TELEMAD

Lee Jong Suk is charismatic, tender and compelling to watch in new K-drama Doctor Stranger

South Korean actor Lee Jong Suk has the romantic presence to carry Doctor Stranger

In Doctor Stranger, Lee Jong Suk stars as a surgical genius who flees from North Korea to the South and Jin Se Yeon is his first love; while Hong Kong veteran actor Ha Yu (above centre) stars as a former football coach in Channel 8 drama, World At Yo
In Doctor Stranger, Lee Jong Suk stars as a surgical genius who flees from North Korea to the South and Jin Se Yeon is his first love; while Hong Kong veteran actor Ha Yu (above centre) stars as a former football coach in Channel 8 drama, World At Your Feet. -- PHOTO: MEDIACOR
In Doctor Stranger, Lee Jong Suk stars as a surgical genius who flees from North Korea to the South and Jin Se Yeon (both above) is his first love; while Hong Kong veteran actor Ha Yu stars as a former football coach in Channel 8 drama, World At Your Feet. -- PHOTO: ONE

In the spectrum of cry faces, from Liu Hsueh-hua (television's most beautiful weeper) to Claire Danes (graceless and fearless), Lee Jong Suk must fall closer to Danes' end.

The South Korean actor struggles for breath, he blubbers and his face - full lips stretched thin - is contorted with anguish.

There's something babyish about him and yet he is an indisputable leading man.

What he has in spades is romantic charisma, a combination of ferocity and tenderness that makes him compelling even when he is a show that isn't.

That's Doctor Stranger, a Korean medical melodrama which needs Lee like it needs the kiss of life.

The show does get off to a rollicking start, shipping a heart surgeon off to Pyongyang to save president Kim Il Sung and preserve the delicate balance of power on the Korean peninsula.

As the superhero origin story goes, the doctor is stranded in the North with his son (Lee) and raises him to be a surgical genius. There is nothing like being in a backward, blackout-prone country, evidently, when it comes to training a doctor to make X-ray-like diagnoses by touch.

The show is entertaining in a facts- are-for-wimps way, but that's just the prologue.

Then the son returns to the South to run a ramshackle clinic, after his father's death and his girlfriend's disappearance, and the K-drama system kicks in.

Doctors discover the genius' talent after he stops at a hospital to help a friend deliver bottled water and happens to save a life.

He spots an anaesthetist (Jin Se Yeon of 2012's Bridal Mask) who looks exactly like his lost girlfriend and who might be a spy from the North. He has run-ins with a surgeon (Kang So Ra), which are sparky enough to worry her boyfriend (Park Hae Jin of My Love From The Star).

The wheels of the plot grind onwards, but the show has no strong convictions and doesn't seem to be about anything, deep down.

It feels as hollow as a Potemkin village, but Lee - whether he is swaggering in the hospital, reaching futilely to caress a woman in a video on his laptop, or crying his eyes out - is the real deal.

He has the confidence of a man born to play the ideal K-drama hero, who puts love first.

World At Your Feet, a Channel 8 dramedy for the World Cup season, inexplicably puts on a Korean accent.

The show bursts into K-pop periodically, perhaps in the hope that a well- timed song will magically add a dimension to a love story of a footballer (Elvin Ng) and a fan (Jeanette Aw).
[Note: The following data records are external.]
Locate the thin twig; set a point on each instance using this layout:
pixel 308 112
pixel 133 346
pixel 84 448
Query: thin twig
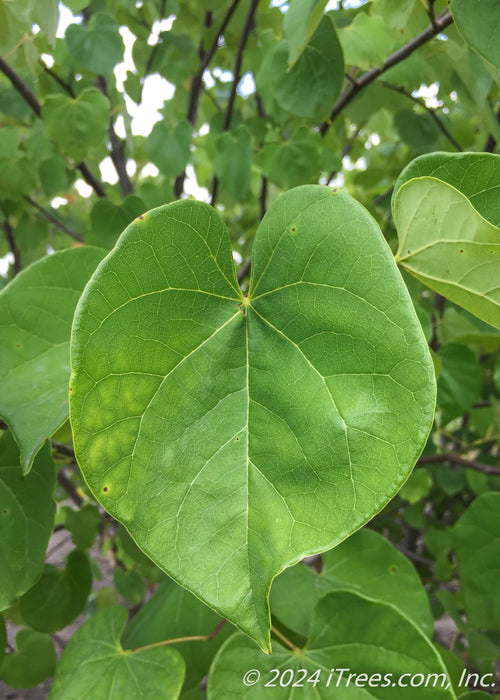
pixel 66 484
pixel 197 82
pixel 247 25
pixel 283 639
pixel 351 90
pixel 54 220
pixel 19 84
pixel 431 112
pixel 178 640
pixel 11 240
pixel 117 151
pixel 453 458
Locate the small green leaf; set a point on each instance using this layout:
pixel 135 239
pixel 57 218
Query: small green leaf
pixel 233 162
pixel 309 88
pixel 108 220
pixel 77 124
pixel 300 23
pixel 234 435
pixel 417 487
pixel 446 244
pixel 460 381
pixel 82 523
pixel 171 613
pixel 36 311
pixel 169 148
pixel 96 46
pixel 371 639
pixel 94 665
pixel 32 662
pixel 477 545
pixel 366 563
pixel 26 519
pixel 479 24
pixel 59 596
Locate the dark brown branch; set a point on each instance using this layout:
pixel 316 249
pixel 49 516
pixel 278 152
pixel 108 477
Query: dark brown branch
pixel 431 112
pixel 351 90
pixel 453 458
pixel 117 151
pixel 11 240
pixel 197 81
pixel 54 220
pixel 30 98
pixel 247 25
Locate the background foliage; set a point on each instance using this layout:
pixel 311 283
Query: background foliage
pixel 378 99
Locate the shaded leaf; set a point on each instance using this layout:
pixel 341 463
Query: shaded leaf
pixel 347 631
pixel 33 661
pixel 77 124
pixel 26 519
pixel 36 311
pixel 94 665
pixel 366 563
pixel 59 596
pixel 477 546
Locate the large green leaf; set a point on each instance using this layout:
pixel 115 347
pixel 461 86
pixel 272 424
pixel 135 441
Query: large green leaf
pixel 77 124
pixel 233 435
pixel 366 562
pixel 26 519
pixel 348 634
pixel 310 86
pixel 475 175
pixel 59 596
pixel 479 24
pixel 447 244
pixel 477 545
pixel 36 311
pixel 94 666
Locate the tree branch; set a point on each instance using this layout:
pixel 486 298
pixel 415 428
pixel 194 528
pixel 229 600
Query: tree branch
pixel 453 458
pixel 431 112
pixel 247 25
pixel 197 80
pixel 9 234
pixel 117 152
pixel 54 220
pixel 30 98
pixel 351 90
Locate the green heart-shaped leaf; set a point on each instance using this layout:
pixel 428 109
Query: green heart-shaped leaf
pixel 446 236
pixel 36 311
pixel 348 634
pixel 234 435
pixel 95 666
pixel 479 24
pixel 77 124
pixel 59 596
pixel 26 519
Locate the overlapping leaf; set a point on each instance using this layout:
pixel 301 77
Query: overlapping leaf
pixel 447 218
pixel 94 666
pixel 26 519
pixel 36 311
pixel 233 435
pixel 348 631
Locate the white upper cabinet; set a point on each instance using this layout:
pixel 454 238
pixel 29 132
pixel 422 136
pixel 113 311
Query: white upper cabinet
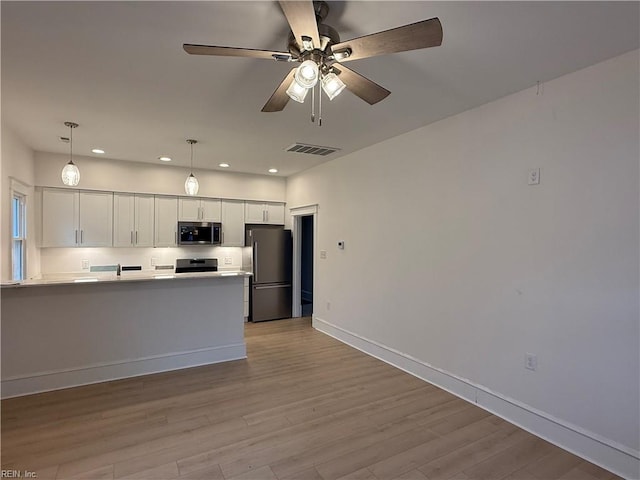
pixel 144 213
pixel 96 219
pixel 166 221
pixel 123 219
pixel 133 219
pixel 232 223
pixel 264 212
pixel 71 218
pixel 60 211
pixel 199 209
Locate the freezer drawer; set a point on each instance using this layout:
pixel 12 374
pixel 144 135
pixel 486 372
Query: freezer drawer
pixel 270 301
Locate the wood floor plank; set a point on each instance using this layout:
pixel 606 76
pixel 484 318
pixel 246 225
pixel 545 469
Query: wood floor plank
pixel 302 406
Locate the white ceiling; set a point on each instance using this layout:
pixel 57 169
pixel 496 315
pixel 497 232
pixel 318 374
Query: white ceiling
pixel 119 70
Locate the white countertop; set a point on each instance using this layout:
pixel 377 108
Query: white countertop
pixel 110 277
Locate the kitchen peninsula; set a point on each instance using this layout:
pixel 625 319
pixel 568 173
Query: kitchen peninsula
pixel 63 332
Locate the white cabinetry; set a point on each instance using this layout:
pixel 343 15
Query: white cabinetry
pixel 96 219
pixel 166 221
pixel 264 212
pixel 199 209
pixel 232 223
pixel 133 219
pixel 71 218
pixel 60 211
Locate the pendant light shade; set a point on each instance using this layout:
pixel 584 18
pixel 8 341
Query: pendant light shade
pixel 191 184
pixel 70 172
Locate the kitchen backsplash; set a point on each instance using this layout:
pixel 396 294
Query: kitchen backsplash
pixel 75 260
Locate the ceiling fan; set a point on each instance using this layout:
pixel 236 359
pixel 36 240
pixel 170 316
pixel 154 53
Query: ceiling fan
pixel 321 54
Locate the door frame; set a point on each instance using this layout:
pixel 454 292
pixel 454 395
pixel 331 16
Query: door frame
pixel 296 228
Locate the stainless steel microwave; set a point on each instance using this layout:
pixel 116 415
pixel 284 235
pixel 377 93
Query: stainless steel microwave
pixel 199 233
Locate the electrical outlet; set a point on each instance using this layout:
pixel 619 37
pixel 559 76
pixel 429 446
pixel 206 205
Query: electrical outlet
pixel 534 176
pixel 530 361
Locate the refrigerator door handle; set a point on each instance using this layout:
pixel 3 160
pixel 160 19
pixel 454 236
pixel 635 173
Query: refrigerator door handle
pixel 264 287
pixel 255 262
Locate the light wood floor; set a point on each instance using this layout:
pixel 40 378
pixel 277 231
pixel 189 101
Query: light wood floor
pixel 303 406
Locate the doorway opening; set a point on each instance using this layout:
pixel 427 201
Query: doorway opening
pixel 304 221
pixel 306 265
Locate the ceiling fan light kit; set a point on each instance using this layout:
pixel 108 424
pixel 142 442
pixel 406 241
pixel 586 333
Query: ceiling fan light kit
pixel 332 85
pixel 70 172
pixel 317 47
pixel 297 92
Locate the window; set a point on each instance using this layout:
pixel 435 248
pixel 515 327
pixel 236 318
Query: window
pixel 18 236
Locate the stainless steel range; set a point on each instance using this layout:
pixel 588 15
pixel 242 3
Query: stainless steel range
pixel 191 265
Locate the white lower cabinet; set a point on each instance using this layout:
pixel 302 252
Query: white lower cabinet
pixel 72 218
pixel 232 223
pixel 166 221
pixel 133 220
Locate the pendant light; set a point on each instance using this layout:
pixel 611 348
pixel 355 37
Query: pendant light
pixel 70 172
pixel 191 183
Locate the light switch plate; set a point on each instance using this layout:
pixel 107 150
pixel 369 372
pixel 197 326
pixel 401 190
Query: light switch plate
pixel 534 176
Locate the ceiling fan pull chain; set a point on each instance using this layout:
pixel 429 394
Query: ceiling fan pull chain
pixel 319 106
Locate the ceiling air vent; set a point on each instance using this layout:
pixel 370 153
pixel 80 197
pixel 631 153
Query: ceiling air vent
pixel 311 149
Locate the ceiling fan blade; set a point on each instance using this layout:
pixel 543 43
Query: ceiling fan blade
pixel 302 20
pixel 279 99
pixel 361 86
pixel 234 52
pixel 424 34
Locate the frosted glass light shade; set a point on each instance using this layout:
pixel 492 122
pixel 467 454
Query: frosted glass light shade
pixel 332 85
pixel 307 74
pixel 296 91
pixel 191 185
pixel 70 174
Er, it doesn't.

Instead, it distracts you from the show, which has something to say about competition and complacency in Singapore.

Ng is one of the no-hopers, a rising professional player who has been booted out of a squad and is also losing his sight.

His former skipper (Tay Ping Hui) is a sadder case, a married, immature man whose wife (Yvonne Lim) throws him out after he buys a convertible with their joint savings as a surprise for her.

Hovering near them is a former coach (Ha Yu), who is living as a security guard in self-imposed exile after his wife's death.

Remarkably, the winners look a lot like losers. A thriving businessman (Zheng Geping), for instance, has traded his love of football for what seems to be joyless success. He also persuades his nephew (Zhang Zhenhuan) to make the same mistake.

Ha and his good-for-nothing brother-in-law (Dennis Chew) double as the show's crosstalk commentators, wisecracking about the haves, the have-nots, the haze and everything else.

Maybe it isn't anything you haven't heard before. But to the show's credit, it is still trying to speak to you, never mind that you might no longer be listening.